Challenges in Asynchronous Environments

Implementing this logic in Python asyncio has a hidden trap: Concurrency Lag.

When you have 100 concurrent tasks, if the 1st task triggers a 429 error and calls backoff, the other 99 tasks might already be past the await limiter.wait() stage or in network transit. This means those 99 requests will still hit the server at the old (too fast) rate, causing a flood of subsequent errors.

Improvement Strategies:

  1. Global Circuit Breaker: Once backoff is triggered, set a brief global flag to pause the emission of all new requests until the queue clears.
  2. Token Bucket Combination: The AdaptiveLimiter shouldn't just control the interval but also dynamically adjust the capacity of a token bucket.
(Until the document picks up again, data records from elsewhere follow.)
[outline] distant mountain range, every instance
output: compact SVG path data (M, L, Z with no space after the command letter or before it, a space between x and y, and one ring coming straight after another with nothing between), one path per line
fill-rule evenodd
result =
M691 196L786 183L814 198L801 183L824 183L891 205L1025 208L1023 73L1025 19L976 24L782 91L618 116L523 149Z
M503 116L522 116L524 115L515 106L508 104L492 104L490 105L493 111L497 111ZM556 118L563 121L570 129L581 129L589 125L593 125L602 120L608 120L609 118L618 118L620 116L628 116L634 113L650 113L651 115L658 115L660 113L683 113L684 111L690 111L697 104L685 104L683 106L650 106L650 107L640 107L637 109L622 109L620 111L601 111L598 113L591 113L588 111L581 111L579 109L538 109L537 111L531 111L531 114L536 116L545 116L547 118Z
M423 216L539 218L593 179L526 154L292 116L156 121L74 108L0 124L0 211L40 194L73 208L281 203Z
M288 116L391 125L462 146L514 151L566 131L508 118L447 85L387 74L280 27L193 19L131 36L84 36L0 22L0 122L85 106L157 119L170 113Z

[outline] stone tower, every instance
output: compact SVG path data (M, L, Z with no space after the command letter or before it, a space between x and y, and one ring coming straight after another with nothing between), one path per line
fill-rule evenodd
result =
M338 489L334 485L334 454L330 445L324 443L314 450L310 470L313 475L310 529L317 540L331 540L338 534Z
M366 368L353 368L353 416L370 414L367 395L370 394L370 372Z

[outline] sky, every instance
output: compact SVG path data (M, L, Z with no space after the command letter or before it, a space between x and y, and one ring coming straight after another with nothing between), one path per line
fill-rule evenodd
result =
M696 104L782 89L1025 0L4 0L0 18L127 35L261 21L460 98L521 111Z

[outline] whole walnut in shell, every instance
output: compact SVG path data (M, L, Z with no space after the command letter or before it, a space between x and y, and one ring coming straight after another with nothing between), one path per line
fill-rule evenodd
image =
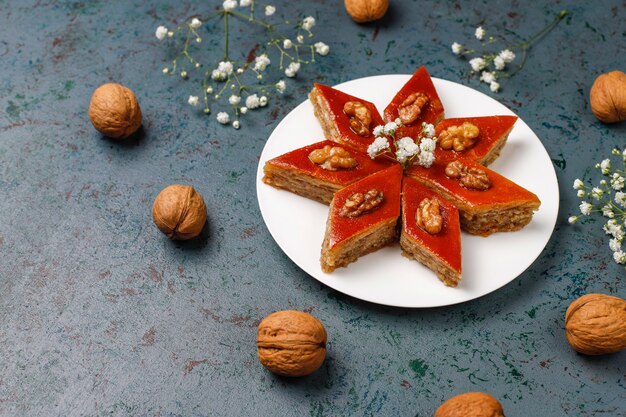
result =
M604 123L626 120L626 74L611 71L601 74L589 92L591 111Z
M154 200L152 217L157 227L170 239L187 240L202 231L206 223L206 206L193 187L170 185Z
M135 94L121 84L108 83L96 88L89 104L89 119L102 134L123 139L141 126L141 109Z
M502 404L484 392L466 392L448 399L435 417L505 417Z
M259 361L275 374L305 376L315 372L326 357L326 330L310 314L277 311L259 323Z
M358 23L382 18L389 8L389 0L344 0L346 11Z
M567 341L579 353L603 355L626 348L626 300L587 294L565 313Z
When a 429 occurs, it should not only increase the interval but also instantly drain remaining tokens in the bucket.

Conclusion

Building an adaptive system mimics biological "pain" feedback mechanisms, allowing the crawler to find the Equilibrium Point of the target server's performance. This not only protects your IP assets but is also a basic respect for the target site—taking only what is spare, not draining the pond to catch the fish.